FFA CEO David Gallop admits football is lagging behind the other codes when it comes to Indigenous athletes who play football at elite level.
The Inaugural National Indigenous Football Championships held in Nowra over the weekend have been hailed a success.
Out of 24 teams from across the country, Illawarra Bungarra defeated Northern Nations 4-0 to win the Women’s Division, while SE QLD Dingoes took home the trophy against Eora United 2-1 in the Men’s Division.
With Indigenous athletes making up nine percent of the AFL playing list and 12 percent in the NRL, Gallop agreed that the round ball game had some catching up to do.
“There is no doubt that football has been behind the other codes in terms of getting the ball at the feet of Indigenous kids,” he said to FourFourTwo.
“It’s things like having a National Championships for the first time, things like Indigenous football week, things like Jamie Warren and what Jamie Warren foundation do that is all going to lift the profile.
“One thing I do know is that if you put a football at the feet of kids in these communities many, many of them will have skill and pace which is needed in this game and we can start to lift our percentage to what you see in AFL and an in NRL.
“So Jade North, Kyah Simon, we are going to see a new generation and this is a great opportunity for showcasing the skills at the moment but inspiring a new generation.”
Tournament ambassador and Brisbane Roar star Jade North said Indigenous participation will grow on the back of the Championships.
“It’s important because it’s a grassroots pathway for young kids into adults to get the opportunity to showcase themselves,” he said to FourFourTwo. “For Indigenous athletes back in their communities it’s hard to get noticed from the bush but when you are together and you are here as one you get to showcase your talent and what you are made of.
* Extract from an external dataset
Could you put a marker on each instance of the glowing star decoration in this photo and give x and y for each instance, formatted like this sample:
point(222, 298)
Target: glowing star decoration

“I’m hoping next year and hopefully it’s going to be an annual event, that’s it’s going to double and triple and hopefully it’s going to rival the Murray and the Koori knockout.”
North, who has 41 caps for the Socceroos and has played over 350 professional club games, said he hoped to see more Aboriginal footballers playing for the Socceroos.
“When I was playing in the A-League last year I was the only Indigenous one out of how many players,” he said. “So we’ve got a fair way to go and even when I played with the national team I was the only Indigenous at that one time.
"You look at Rugby League for example the Kangaroos, six or seven are Indigenous in the starting line-up. I want the game to grow in this country. My dream would be to see six seven in the national team.”
“It’s all part of building that culture and giving the round ball game to the first Australians which is very important.”